ESPN Hemorrhaging Subscribers, Down To 76 Million As Disney Scrambles To Stem Tide
Disney-owned ESPN subscribers dropped precipitously in the last 12 months, shrinking another 10% to end fiscal 2021 on Oct. 2 with 76 million US households, according to a Friday SEC filing noted by Deadline.
Within ESPN, college sports-oriented ESPNU fell from 62 million homes in 2020 to 51 million over the last year, while ESPN News slipped from 62 million to 50 million over the same period.
The company said the drop – based on data from Nielsen, includes traditional Multichannel Video Programming Distributors (MVPDs) such as Comcast and DirectTV, as well as most digital Over-The-Top (OTT) streaming packages.
For reference, ESPN boasted just north of 100 million households almost a decade ago, a significant decay for one of Disney’s longtime cornerstones. As Deadline notes, the drop in subscribers highlights one of the biggest conundrums in the media business – traditional TV networks are shedding subscribers due to cord-cutting.
Disney and ESPN execs are keeping a close eye on the subscriber declines and have fortified ESPN+ with increasingly robust programming. The billions at stake from traditional distribution and ad revenue, however, mean a wholesale shift to streaming isn’t likely anytime soon. The company firmly denied reports in October that it was considering a spinoff or even a sale of ESPN.
ESPN was at 84 million households at the end of fiscal 2020. Streaming service ESPN+, meanwhile, ended fiscal 2021 with 17 million subscribers, up 66% from the same time in 2020. It has posted significant growth since being bundled with other Disney offerings.
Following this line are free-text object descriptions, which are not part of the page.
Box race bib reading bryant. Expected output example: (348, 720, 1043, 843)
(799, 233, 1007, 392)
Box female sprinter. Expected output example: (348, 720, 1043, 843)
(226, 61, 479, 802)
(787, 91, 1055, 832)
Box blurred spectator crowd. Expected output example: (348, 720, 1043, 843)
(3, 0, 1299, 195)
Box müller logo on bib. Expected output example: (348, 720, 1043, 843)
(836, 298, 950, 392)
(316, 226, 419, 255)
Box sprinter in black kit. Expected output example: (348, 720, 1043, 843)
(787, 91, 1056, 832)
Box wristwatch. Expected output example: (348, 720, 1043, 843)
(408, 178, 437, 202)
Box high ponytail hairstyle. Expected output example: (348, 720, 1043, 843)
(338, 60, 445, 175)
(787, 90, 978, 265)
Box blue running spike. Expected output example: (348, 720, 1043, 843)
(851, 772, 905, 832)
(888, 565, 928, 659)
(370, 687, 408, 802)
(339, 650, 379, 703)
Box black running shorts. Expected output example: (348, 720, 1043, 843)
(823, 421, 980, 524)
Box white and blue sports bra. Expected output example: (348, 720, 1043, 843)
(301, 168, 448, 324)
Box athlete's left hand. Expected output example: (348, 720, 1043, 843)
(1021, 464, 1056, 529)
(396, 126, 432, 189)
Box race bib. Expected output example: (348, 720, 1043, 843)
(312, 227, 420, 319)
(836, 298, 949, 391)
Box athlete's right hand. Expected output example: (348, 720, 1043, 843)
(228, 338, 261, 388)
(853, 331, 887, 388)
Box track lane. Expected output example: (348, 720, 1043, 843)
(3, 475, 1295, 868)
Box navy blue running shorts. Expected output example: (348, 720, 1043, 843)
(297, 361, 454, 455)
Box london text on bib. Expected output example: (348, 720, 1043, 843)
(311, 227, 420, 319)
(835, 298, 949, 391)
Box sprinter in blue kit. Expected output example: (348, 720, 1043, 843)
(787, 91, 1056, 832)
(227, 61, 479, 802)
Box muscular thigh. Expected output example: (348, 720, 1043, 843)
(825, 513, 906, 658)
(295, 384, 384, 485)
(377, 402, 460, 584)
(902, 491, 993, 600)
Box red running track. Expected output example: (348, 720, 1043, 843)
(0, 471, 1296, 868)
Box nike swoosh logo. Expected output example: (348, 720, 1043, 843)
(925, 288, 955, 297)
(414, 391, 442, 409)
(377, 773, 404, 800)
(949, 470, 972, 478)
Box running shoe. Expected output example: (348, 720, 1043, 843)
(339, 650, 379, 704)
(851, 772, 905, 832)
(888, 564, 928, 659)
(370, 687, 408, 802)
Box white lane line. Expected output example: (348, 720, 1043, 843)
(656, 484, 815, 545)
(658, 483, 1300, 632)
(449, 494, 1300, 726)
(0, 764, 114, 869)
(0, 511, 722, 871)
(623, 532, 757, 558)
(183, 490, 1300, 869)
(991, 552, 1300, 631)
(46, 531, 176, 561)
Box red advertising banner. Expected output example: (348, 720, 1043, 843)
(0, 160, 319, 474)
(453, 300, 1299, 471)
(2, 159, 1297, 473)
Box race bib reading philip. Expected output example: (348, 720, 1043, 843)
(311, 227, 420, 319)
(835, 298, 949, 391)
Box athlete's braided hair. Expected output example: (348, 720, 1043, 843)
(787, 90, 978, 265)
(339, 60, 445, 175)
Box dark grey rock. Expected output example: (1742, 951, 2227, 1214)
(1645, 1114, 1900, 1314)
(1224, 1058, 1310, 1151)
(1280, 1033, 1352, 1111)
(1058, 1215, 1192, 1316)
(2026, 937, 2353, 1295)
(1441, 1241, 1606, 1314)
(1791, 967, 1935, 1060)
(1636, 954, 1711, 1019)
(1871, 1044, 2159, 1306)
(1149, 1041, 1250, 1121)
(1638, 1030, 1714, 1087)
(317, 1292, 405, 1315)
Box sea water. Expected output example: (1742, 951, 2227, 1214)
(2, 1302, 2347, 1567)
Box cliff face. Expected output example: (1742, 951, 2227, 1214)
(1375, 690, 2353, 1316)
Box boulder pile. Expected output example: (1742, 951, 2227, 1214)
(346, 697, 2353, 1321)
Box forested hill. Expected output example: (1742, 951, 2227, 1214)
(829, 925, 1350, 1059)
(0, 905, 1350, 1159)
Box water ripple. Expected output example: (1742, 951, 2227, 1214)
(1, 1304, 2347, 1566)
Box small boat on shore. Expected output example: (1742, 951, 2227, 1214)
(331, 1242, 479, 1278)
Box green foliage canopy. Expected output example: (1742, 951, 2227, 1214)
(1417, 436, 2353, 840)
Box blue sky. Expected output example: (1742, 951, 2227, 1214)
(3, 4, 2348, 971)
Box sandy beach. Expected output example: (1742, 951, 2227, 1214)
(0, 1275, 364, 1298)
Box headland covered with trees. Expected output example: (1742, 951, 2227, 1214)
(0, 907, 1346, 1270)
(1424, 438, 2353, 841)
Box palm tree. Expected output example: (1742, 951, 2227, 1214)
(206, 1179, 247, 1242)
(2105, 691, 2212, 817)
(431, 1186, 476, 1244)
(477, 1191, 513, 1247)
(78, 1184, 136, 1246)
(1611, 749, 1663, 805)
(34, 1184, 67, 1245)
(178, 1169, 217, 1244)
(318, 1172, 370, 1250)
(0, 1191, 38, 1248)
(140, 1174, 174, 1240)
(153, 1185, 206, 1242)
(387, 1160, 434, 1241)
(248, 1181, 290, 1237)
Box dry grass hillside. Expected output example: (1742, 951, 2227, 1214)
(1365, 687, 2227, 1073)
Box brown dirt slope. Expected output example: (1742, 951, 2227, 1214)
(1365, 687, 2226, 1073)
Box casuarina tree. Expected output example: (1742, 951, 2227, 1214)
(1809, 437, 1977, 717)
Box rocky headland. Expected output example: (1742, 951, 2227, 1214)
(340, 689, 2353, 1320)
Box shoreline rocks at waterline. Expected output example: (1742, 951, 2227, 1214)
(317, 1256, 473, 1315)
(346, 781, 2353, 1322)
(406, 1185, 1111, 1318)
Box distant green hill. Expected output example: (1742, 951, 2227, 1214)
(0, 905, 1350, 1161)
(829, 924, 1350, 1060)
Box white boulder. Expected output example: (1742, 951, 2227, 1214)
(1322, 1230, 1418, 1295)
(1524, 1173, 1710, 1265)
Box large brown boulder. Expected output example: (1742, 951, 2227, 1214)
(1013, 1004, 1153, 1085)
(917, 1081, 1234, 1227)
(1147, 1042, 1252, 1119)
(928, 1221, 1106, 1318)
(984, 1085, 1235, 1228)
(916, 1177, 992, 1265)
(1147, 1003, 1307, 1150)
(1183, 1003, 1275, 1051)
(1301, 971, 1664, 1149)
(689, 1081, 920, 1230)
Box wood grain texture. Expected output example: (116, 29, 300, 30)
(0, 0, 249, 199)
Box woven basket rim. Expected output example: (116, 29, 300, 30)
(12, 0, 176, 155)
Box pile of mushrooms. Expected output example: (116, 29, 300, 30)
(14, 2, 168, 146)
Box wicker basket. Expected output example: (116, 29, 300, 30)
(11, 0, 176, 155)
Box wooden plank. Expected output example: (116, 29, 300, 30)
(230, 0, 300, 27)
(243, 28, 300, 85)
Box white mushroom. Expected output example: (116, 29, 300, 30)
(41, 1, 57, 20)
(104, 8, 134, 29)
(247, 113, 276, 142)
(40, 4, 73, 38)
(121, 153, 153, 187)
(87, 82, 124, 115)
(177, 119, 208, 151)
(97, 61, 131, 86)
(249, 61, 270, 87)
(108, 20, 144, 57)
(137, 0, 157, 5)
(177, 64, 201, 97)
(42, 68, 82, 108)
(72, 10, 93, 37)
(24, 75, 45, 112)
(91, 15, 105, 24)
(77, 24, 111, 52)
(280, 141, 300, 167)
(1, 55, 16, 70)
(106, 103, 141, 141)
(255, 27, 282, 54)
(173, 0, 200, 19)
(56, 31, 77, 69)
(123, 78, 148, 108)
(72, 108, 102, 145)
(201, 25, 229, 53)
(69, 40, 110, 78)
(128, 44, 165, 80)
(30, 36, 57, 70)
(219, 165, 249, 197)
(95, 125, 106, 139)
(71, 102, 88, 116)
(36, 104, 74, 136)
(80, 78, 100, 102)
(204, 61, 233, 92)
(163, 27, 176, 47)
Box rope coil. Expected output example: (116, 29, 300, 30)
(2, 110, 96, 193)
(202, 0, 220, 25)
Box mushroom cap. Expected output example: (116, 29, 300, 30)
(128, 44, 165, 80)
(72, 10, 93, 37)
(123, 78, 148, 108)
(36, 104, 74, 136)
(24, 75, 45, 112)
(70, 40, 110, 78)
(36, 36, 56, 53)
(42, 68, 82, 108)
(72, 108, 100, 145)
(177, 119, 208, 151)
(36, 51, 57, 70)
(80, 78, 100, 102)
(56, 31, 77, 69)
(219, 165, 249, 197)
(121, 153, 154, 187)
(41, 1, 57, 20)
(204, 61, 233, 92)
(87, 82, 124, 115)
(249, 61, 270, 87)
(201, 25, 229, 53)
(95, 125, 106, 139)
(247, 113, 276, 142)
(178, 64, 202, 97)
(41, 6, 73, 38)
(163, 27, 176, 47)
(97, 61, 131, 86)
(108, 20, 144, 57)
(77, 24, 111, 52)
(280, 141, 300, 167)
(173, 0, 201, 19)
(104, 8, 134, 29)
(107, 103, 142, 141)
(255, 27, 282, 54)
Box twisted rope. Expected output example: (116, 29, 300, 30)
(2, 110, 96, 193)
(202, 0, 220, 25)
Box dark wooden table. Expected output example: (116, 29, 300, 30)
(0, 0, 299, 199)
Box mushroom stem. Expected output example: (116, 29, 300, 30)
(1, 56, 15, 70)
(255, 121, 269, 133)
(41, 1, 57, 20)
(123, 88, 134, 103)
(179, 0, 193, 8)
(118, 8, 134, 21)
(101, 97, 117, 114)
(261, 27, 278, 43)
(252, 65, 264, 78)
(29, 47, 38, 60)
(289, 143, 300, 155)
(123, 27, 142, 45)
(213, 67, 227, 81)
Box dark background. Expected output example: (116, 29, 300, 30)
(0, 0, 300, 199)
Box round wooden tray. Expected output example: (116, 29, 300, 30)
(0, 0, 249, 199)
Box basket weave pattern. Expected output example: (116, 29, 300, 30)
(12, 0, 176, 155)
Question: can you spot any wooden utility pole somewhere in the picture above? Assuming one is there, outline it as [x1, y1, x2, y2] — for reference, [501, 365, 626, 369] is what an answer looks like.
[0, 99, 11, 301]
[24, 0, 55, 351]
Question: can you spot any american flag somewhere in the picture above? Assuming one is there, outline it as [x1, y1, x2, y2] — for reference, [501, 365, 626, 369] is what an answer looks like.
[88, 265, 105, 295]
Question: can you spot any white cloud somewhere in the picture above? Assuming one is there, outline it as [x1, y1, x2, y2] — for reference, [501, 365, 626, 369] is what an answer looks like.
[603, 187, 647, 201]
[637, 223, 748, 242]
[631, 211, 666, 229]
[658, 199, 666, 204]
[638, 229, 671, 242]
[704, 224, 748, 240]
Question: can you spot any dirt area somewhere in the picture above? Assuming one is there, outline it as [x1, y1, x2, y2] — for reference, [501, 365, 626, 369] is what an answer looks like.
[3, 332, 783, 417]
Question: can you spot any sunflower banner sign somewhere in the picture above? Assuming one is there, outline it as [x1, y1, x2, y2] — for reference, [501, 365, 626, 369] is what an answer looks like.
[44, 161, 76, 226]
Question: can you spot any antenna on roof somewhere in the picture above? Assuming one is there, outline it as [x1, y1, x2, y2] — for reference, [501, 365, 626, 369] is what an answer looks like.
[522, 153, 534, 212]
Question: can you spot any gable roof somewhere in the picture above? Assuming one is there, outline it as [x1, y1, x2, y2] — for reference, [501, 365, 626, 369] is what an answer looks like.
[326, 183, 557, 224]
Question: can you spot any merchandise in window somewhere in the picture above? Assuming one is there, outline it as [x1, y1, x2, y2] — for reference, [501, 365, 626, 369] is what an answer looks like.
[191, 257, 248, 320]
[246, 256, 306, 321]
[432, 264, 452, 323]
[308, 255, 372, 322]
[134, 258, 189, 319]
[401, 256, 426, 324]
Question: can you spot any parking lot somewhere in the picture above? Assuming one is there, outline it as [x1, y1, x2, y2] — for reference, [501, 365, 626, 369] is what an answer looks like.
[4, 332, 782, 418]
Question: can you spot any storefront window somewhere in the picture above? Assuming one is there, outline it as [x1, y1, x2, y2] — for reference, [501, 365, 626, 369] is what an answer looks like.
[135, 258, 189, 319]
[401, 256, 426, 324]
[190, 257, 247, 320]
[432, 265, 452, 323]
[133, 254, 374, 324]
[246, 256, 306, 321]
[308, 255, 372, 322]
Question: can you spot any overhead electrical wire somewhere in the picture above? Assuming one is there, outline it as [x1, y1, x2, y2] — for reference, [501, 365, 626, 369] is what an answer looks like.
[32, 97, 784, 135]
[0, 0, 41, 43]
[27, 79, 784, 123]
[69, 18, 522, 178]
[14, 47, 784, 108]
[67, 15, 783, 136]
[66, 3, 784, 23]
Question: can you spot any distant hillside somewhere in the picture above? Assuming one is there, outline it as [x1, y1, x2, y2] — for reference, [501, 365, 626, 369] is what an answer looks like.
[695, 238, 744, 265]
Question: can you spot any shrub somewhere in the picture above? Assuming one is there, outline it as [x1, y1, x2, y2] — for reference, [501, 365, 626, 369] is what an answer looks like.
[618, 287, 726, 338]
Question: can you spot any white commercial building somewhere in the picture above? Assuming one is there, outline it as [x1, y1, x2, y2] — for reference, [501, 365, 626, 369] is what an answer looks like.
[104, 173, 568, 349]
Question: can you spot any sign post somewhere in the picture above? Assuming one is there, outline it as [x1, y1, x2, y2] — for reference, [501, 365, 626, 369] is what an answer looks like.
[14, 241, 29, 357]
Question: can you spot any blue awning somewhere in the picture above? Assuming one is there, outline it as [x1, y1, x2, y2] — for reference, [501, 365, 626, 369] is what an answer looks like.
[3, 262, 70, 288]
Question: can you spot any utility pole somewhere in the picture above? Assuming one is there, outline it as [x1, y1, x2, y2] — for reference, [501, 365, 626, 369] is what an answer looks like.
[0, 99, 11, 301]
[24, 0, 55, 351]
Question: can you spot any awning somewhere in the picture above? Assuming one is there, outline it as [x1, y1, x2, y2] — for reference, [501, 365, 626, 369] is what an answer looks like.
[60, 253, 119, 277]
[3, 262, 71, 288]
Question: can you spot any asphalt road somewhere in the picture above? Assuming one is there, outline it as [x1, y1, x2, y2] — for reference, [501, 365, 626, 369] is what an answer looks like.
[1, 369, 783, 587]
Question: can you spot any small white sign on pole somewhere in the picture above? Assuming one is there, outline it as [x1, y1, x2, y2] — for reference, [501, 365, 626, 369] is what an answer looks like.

Disney is scrambling to right the ship, however, adding both ESPN+ and Disney+ to its Hulu Live TV package (along with a $5 per month increase in price), a move which will automatically boost subscriber levels. Hulu has approximately 4 million subscribers, while Hulu + Live TV is one of the leading pay-TV operators in the US, per the report.
The company plans to spend “as much as” $33 billion on programming in fiscal 2022, a 32% increase from the $25 billion outlay in FY2021.